The move reflects some of the new directions BlackBerry's CEO John Chen has previously said he wants to take the company in.

"BlackBerry's capabilities align closely with NantHealth's and this investment represents the type of forward-looking opportunities that are vital to our future," Chen said in a statement.

"Healthcare is one of the key industries in which we have unique advantages and this investment reflects our commitment to maximize our opportunities there," said Chen.

NantHealth's systems are currently deployed at 250 hospitals and connect 16,000 devices.

Key technologies the two say will be useful in their future collaboration include BlackBerry's upcoming encrypted version of BBM called BBM Protected, and QNX, which would be combined with NantHealth’s own clinical OS, and cloud-based analytics.

The acquisition will, according to Reuters, lead to a new smartphone designed specifically for the healthcare sector. The companies are still hashing out the exact details of the collaboration, however, a BlackBerry spokesperson told Reuters a healthcare device, which will be optimised for 3D imaging and CT scans, will launch by late 2014 or early 2015. 

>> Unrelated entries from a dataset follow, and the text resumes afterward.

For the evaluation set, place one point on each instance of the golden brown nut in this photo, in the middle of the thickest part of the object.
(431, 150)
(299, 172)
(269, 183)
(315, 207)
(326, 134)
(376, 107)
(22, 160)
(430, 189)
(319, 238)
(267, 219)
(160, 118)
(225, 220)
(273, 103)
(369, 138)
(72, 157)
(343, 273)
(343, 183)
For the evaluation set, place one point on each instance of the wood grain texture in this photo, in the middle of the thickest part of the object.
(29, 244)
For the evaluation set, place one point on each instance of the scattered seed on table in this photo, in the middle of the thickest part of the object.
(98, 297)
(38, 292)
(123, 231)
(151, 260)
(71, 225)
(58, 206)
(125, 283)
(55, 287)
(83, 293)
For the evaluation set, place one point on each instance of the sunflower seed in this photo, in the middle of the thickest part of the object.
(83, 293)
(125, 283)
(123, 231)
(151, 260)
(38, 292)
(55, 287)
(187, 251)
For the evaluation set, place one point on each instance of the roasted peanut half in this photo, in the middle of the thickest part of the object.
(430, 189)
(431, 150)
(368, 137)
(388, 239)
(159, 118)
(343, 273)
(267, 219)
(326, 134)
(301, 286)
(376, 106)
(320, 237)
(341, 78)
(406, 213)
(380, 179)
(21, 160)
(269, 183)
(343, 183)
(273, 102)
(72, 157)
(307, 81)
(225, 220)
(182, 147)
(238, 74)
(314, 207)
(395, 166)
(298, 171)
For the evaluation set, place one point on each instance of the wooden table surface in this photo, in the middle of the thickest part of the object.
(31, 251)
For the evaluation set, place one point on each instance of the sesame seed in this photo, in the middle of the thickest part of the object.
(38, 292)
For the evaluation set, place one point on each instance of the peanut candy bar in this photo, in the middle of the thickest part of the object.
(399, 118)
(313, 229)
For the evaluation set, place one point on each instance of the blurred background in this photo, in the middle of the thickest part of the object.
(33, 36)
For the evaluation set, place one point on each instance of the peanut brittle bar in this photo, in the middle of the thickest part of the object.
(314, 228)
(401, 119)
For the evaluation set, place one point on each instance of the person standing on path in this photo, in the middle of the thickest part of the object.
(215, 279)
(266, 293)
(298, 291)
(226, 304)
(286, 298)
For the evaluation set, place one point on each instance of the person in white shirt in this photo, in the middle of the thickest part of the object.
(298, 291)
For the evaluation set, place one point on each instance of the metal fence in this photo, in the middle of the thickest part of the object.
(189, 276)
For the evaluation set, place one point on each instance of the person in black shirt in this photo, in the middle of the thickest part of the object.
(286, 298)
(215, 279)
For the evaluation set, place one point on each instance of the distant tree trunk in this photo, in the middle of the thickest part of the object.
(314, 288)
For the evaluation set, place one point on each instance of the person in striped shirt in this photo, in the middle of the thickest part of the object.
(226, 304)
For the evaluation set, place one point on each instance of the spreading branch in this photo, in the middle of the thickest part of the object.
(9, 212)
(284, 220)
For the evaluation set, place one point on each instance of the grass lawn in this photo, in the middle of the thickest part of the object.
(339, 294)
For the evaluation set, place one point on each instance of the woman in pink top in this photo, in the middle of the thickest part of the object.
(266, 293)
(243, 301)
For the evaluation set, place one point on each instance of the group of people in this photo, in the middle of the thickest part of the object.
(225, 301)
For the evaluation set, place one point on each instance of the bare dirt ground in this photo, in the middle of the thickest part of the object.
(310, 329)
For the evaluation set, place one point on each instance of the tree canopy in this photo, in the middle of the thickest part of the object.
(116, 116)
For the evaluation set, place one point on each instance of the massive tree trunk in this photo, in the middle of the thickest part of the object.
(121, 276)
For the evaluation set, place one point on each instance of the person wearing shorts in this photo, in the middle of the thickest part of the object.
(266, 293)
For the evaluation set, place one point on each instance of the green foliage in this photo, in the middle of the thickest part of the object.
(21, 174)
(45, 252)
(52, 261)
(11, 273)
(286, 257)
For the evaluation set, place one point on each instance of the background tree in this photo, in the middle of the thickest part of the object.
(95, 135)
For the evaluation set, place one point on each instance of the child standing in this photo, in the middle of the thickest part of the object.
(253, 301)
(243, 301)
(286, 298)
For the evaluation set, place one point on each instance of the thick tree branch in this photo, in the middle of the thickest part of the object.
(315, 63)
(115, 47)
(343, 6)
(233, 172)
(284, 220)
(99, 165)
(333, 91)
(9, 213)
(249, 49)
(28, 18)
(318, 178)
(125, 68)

BlackBerry's minority stake in the NantHealth follows last week's denial by Chen that he would consider selling its handset business . The CEO has highlighted the importance of enterprise services, software, and messaging to rebuilding BlackBerry, in addition to new opportunities for QNX he sees in machine to machine technologies needed to underpin the growth of the Internet of Things.

Financial details of the deal were not disclosed, although Reuters reports BlackBerry has taken a minority stake. 

NantHealth's founder Patrick Soon-Shiong said the pairing had the potential to put "the power of a supercomputer in the palm of the caregiver's hand".